Señalé a la jovencísima latina.

—Es la hija de Dan González.

Noté la desilusión reflejada en mi cara. Troy rió suavemente.

—No encontrarás drogas ni perversión en esta clase de fiestas. La gente está aquí para trabajar. Pero si quieres —prosiguió—, alguna noche podría enseñarte otra cara de Los Ángeles.

—Gracias —dije, irritada por la ola de calor que subió por mi cuello y estalló en mi cara.

Mientras Emily y yo regresábamos a casa, me hipnotizó el tráfico de la autopista, cinco carriles de coches avanzando a la misma velocidad, con la misma distancia entre cada vehículo.

Las rampas nutrían el cuerpo principal de nuevos coches que ocupaban su lugar con una gracia bailarina, sin perder un solo compás.
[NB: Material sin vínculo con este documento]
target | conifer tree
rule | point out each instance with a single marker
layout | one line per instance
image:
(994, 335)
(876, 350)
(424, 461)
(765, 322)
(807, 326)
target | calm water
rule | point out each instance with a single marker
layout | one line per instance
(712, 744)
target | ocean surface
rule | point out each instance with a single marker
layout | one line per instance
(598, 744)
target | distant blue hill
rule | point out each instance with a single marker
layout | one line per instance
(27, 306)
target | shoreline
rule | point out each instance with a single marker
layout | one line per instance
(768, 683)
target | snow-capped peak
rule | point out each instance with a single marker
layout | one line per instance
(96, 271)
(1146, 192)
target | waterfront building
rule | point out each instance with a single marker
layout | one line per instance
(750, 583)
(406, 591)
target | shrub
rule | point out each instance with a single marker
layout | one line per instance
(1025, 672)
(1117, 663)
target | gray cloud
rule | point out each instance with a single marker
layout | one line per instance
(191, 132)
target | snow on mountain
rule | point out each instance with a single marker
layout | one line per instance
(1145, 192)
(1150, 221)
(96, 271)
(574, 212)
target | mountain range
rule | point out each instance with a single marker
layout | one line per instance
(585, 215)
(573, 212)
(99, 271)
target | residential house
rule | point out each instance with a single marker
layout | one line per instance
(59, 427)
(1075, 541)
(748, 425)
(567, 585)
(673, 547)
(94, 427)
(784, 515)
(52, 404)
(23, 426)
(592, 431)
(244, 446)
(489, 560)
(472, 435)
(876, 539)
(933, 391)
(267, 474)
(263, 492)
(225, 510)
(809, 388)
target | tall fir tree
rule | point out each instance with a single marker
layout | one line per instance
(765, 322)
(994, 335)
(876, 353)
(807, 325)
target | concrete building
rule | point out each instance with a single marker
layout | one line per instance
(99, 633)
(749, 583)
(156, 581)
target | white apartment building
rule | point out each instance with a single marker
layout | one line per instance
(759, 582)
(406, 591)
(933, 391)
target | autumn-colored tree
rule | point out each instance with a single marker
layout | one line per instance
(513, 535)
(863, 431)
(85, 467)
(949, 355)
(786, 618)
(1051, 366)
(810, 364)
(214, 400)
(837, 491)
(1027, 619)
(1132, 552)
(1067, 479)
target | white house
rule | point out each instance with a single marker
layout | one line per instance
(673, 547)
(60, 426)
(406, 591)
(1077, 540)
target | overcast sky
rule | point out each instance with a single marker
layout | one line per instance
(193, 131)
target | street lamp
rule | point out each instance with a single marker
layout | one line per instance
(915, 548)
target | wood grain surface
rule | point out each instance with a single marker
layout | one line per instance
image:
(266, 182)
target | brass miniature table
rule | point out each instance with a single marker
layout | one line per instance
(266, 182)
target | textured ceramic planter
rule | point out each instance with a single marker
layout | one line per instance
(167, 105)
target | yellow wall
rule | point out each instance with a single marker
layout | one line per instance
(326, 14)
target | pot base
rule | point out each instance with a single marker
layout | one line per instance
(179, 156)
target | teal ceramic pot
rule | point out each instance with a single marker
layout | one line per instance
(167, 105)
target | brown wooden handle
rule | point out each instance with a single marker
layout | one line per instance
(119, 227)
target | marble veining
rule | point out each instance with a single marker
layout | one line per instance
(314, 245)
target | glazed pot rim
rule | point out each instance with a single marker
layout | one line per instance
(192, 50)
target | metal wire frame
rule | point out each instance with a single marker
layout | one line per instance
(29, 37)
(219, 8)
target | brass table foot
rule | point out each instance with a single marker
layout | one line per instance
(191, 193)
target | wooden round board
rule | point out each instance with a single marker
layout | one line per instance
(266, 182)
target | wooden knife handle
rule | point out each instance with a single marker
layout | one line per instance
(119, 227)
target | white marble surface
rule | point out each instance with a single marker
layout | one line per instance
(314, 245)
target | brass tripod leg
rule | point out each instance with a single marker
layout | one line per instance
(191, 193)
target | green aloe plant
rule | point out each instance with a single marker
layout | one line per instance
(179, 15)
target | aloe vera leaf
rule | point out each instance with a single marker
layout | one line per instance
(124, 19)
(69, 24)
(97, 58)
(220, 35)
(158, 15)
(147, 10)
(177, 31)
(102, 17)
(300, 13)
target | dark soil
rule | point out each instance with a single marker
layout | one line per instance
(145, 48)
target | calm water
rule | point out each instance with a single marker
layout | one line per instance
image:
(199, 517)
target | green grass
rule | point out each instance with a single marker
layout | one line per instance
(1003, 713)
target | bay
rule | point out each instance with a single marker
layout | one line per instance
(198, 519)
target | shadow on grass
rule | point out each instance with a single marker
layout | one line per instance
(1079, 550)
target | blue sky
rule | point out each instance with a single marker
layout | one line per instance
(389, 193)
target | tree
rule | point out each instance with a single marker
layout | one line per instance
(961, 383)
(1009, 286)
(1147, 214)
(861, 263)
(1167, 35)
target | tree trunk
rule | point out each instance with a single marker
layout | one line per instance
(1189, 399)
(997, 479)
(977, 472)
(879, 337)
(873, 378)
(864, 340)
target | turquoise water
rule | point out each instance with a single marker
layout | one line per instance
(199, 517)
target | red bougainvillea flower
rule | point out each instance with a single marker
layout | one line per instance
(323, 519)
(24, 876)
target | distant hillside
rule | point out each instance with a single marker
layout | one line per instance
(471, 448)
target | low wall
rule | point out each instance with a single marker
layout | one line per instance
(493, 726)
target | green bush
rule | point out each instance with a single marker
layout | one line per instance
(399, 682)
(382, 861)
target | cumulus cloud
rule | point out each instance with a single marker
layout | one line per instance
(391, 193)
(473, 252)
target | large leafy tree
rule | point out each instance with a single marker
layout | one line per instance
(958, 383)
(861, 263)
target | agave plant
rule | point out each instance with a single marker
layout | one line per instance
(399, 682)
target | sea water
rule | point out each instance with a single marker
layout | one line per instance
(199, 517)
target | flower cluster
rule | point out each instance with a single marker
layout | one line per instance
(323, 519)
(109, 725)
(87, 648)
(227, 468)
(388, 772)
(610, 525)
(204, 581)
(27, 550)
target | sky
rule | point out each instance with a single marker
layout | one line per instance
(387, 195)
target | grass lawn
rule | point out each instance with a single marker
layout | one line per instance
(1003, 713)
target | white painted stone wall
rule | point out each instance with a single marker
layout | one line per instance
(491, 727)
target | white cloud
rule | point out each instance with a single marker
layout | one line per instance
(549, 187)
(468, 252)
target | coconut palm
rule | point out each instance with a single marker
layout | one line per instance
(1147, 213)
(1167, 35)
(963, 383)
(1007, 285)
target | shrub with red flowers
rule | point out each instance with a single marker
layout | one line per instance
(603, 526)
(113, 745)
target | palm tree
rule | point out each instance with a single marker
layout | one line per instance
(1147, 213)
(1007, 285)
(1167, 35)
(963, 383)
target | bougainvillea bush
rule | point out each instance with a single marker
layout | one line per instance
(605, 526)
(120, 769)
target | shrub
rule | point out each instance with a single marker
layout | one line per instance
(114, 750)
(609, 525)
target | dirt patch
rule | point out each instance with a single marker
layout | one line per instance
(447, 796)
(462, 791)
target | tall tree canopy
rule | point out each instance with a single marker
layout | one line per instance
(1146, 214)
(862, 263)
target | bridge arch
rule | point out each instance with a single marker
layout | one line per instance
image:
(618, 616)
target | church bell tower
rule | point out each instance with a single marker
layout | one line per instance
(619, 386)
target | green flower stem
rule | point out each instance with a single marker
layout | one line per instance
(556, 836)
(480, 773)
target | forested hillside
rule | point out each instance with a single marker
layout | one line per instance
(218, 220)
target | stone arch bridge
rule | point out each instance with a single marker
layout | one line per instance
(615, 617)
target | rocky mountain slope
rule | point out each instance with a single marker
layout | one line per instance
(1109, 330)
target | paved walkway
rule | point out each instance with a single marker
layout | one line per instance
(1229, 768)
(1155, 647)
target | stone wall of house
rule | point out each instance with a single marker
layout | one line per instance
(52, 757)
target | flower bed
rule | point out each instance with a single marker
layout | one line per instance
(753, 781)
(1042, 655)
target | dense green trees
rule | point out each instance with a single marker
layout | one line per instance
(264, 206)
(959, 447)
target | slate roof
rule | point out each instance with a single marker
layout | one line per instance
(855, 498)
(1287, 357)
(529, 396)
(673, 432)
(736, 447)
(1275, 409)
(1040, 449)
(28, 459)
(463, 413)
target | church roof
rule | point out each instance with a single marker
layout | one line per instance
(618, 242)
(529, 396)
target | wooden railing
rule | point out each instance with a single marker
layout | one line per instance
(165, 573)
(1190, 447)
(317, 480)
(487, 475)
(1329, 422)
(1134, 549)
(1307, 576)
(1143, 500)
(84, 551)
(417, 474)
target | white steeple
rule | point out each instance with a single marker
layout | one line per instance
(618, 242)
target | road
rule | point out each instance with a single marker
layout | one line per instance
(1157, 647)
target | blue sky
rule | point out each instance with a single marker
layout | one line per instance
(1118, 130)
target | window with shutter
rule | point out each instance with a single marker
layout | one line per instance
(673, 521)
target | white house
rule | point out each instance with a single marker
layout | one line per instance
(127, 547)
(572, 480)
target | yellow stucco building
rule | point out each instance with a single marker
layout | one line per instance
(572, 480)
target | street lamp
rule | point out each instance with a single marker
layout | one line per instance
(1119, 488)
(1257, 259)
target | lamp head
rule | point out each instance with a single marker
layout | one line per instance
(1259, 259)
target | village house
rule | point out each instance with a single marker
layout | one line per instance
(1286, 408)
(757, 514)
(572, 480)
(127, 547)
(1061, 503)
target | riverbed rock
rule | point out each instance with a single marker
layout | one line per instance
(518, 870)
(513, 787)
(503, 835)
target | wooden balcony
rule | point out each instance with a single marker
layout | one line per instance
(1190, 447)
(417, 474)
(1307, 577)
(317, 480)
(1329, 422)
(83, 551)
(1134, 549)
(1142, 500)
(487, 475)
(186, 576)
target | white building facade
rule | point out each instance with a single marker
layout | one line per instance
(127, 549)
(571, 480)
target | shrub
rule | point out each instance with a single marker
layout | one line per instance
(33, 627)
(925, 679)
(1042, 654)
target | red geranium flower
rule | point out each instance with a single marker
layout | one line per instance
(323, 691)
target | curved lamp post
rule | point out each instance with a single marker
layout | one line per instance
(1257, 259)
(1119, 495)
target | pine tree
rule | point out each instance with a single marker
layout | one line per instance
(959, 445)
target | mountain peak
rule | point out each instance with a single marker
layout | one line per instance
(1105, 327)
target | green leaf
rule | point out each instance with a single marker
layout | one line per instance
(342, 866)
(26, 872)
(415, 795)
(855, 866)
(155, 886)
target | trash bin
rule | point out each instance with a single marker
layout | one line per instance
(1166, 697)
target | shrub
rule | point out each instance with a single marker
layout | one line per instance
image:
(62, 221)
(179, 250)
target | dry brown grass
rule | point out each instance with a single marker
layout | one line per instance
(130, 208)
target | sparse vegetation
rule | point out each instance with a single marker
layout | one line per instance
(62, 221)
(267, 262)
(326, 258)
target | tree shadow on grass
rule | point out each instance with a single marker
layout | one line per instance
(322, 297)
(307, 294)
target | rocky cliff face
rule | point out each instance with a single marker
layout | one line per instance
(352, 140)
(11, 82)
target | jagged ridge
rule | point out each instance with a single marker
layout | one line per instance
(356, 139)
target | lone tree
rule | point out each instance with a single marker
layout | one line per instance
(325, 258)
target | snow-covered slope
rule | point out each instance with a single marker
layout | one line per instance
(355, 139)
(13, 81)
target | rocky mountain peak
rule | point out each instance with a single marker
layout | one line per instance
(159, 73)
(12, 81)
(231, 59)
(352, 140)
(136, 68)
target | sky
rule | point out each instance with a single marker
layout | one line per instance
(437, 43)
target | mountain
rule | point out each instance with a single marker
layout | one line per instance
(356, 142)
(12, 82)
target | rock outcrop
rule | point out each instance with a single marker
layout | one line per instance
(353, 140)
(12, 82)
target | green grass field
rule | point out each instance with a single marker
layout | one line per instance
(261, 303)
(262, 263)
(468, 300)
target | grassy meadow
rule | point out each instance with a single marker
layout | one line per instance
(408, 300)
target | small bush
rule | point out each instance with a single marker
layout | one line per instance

Otros coches se despegaban suavemente y ascendían por las rampas hasta desaparecer. Todo era movimiento y gracia. Muy bello.

¿Qué demonios me pasaba? Encontrar bello el tráfico. Encontrar bellos a los hombres narigudos con cara de granito.

Estaba hecha un lío. Hacía mucho, demasiado tiempo que no encontraba atractivo a nadie salvo a Garv. Y no pude evitar preocuparme por mi elección.